Hepimizin hafızalarında yaşayan o korkunç görüntüsünde olduğu gibi, yüzü parçalanırken, bir gözü görmez oldu, diğeri ise görme yeteneğini büyük ölçüde kaybetti. O gün harap olan binalar şimdi onarıldı. Ancak yıkılan hayatlar yaşadıkları dramla baş başa kaldılar. İşte Oktay Gemici onlardan biri... Tempo Dergisi’den Nilüfer Kas, o yıkık hayatı kaleme aldı...

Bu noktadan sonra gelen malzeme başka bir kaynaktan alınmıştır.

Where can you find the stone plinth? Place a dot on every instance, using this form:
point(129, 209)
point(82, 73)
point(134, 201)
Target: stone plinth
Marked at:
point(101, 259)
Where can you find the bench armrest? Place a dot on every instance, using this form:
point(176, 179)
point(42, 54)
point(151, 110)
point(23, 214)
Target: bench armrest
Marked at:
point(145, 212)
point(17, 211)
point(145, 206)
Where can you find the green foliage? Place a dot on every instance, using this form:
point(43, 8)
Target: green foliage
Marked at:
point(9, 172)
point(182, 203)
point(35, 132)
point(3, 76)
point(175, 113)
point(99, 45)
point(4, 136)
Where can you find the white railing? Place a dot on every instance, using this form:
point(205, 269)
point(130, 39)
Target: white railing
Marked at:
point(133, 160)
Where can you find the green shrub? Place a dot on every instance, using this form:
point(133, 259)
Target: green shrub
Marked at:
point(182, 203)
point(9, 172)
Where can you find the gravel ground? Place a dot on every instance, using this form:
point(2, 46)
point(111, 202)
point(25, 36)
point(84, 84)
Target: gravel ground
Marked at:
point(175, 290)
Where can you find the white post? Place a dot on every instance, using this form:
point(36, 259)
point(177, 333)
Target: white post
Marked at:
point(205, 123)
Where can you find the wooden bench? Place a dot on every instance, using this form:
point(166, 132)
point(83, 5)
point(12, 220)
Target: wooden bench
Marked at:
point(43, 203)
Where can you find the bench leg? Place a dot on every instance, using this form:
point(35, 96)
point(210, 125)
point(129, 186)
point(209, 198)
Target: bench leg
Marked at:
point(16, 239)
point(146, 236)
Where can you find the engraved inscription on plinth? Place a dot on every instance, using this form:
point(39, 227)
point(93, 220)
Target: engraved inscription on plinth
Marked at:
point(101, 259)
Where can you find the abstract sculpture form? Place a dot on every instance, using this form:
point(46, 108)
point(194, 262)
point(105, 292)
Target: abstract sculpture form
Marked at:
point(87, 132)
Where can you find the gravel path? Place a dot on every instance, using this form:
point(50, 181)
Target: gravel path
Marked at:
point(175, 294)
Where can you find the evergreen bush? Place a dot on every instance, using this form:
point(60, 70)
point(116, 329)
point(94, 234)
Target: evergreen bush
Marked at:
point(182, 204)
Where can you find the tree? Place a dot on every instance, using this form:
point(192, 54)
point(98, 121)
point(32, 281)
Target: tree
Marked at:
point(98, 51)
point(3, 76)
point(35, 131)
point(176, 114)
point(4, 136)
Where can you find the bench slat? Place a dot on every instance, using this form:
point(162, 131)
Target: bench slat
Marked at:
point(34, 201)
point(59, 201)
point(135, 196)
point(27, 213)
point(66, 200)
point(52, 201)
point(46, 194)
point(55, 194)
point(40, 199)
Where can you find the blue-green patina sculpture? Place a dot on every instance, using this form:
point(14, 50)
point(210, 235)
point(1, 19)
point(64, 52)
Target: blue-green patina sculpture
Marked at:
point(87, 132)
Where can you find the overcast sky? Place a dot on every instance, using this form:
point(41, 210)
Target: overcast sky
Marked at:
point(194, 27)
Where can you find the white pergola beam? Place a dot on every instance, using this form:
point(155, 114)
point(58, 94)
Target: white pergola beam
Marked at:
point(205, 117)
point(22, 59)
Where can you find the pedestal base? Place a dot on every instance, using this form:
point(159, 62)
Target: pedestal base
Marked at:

Patlamadan 22 dakika sonra amatör bir fotoğrafçı tarafından bulunması sayesinde hayatta kalabilen Oktay Gemici’nin o tam sayfa çıkan resmi patlamanın simgelerinde bir haline gelmişti. Bir 15 Kasım günü küçükken babasız kalan Oktay Gemici az daha hayatını kaybedecekti. Ama amatör fotoğrafçı Alp Sime tarafından bulunarak hastaneye kaldırılması sağlanan Oktay Gemici, 6 saat süren ameliyatla yüzü bir telle tutturuldu. Bir iki hafta içinde iyileşeceğini sanırken, iki hafta sonra bir gözünün kör olduğunu, diğerinin ise hayal meyal görüntüleri seçebildiğini anladı.
ACI ÜSTÜNE ACI
Birbirini takip eden ameliyatlardan sonra zorlu ve acılı günler geçiren Oktay Gemici, bu hafta yayınlanan Tempo Dergisi’ne verdiği röportajda, ‘Tüm bunlara rağmen yaşamam güzel. Herşeye rağmen çocuklarımın yanında olmak güzel’ dedi. Ama Gemici, bir gözünü kaybetmenin acısını, ‘Şimdi traş olurken bile yeniden yaşıyorum’ sözleriyle ifade etti. Bir de patlamadan birkaç ay sonra yaşadığı bir başka anının kendisini hepten yıktığını ifade etti. Gemici o anıyı şöyle anlattı: ‘Oğlumun okulunda veli toplantısı vardı. Ama oğlum bana ‘Baba, toplantıya gelme, arkadaşlarımın senden korkmasını istemiyorum’ dedi. Bir baba olarak bunu duymayı istemezdim. Ölümden döndüm, ama hiçbirşey eskisi gibi olmadı.’ Oktay Gemici için hiçbirşey eskisi gibi olamadı. Yeniden işine dönemedi. Malulen emekli oldu. Acılarına başka acılar da eklendi. Hastanede yatarken gelen gideni çok oldu, bol bol vaatler ve sözler verildi. Ama hastaneden çıkınca kimse kapısını çalmadığını söyledi. Gemici bu acısını da şöyle dile getirdi: ‘Musevi toplumundan, Hahambaşılıktan şunu beklerdim; bu saldırıdan sonra bizi yalnız bırakmamalıydılar. Devletse onarılması güç yaraları tedavi etmek yerine, tamir etmeyi tercih etti.’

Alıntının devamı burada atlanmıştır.